München, Montag (Brief) KAH in der Schweiz

d. 27. 10. 38.

Mein lieber, lieber Karl!
Mit gleicher Post gehen die Kritikenauszüge ab. Gestern habe ich das „Simpl“ Textbuch eingeschrieben abgeschickt.
Mit Scherchen dachte ich mir gleich, daß es nicht lange anhalten wird. Deswegen darfst du aber nicht gleich sagen „nun ist es aus“. Nun folge einmal unbedingt meinem Rat. Nachdem man sich mit ihm nicht unterhalten kann, so schreibe ihm einmal einen Brief, sorge aber dafür, daß ihn sein sauberer Freund nicht abschnappen kann. Schreibe ihm sehr höflich, aber nicht überschwänglich, ob du ihm denn lästig bist, dann würdest Du ihn natürlich nie mehr belästigen. Nach seiner Handlungsweise Dir gegenüber müßtest Du das schließen. Wenn es so wäre, würde es Dir sehr leid und weh tun, denn Du wirst ihn immer verehren und ihm stets die Stange halten. Mache es mal so, das ist bestimmt der beste Weg. Auch erwähne noch, daß Du den Eindruck hast, daß Dich jemand gewaltsam von ihm zurück hält. Schicke den Brief eventuell nach Neuchâtel. Auf jeden Fall, laße nicht alles fallen und laß Dich in diesem Punkt von keinem anderen Menschen beeinflußen. Glaube mir doch.
Heute kam wieder eine Karte aus Berlin. Der Verlag will dringend Dein Streichquartett. Was soll ich antworten? Teile mir das bald mit.

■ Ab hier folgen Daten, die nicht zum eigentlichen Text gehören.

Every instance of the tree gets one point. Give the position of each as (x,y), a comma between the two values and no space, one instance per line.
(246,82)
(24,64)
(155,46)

Mit See fertige ich nun ein Kapitel „Die Pariser Saison“ her, das dann dem Verlag vorgelegt wird. Erst dann entscheidet sich alles weitere. Er hat erfahren, daß man meistens eine feste Summe für Übersetzungen bekommt. Über 600 Seiten gegen 1000 M. Es sind 670 Seiten. Es macht ihm jetzt scheinbar auch Spaß.
Sonst gibt es nichts neues. Richardi ist munter und wohlauf. Er sagt manchmal, er will zum Papa in die Schweiz fahren. Ich habe mich neulich sehr gefreut, nach dem ersten Schreiben, Deine Stimme zu hören.
Mein lieber, lieber Karl, laß es Dir gut gehen u. bleibe mir gesund. Ich brauche Dich ja so notwendig. Sei innigst geküßt von Deiner immer treuen Elisabeth.
Beantworte mir meine Fragen und mache es mit Hermann so, wie ich Dir riet. Gebe eventuell den Brief im Hotel selbst ab. Höflich schreiben aber bestimmt.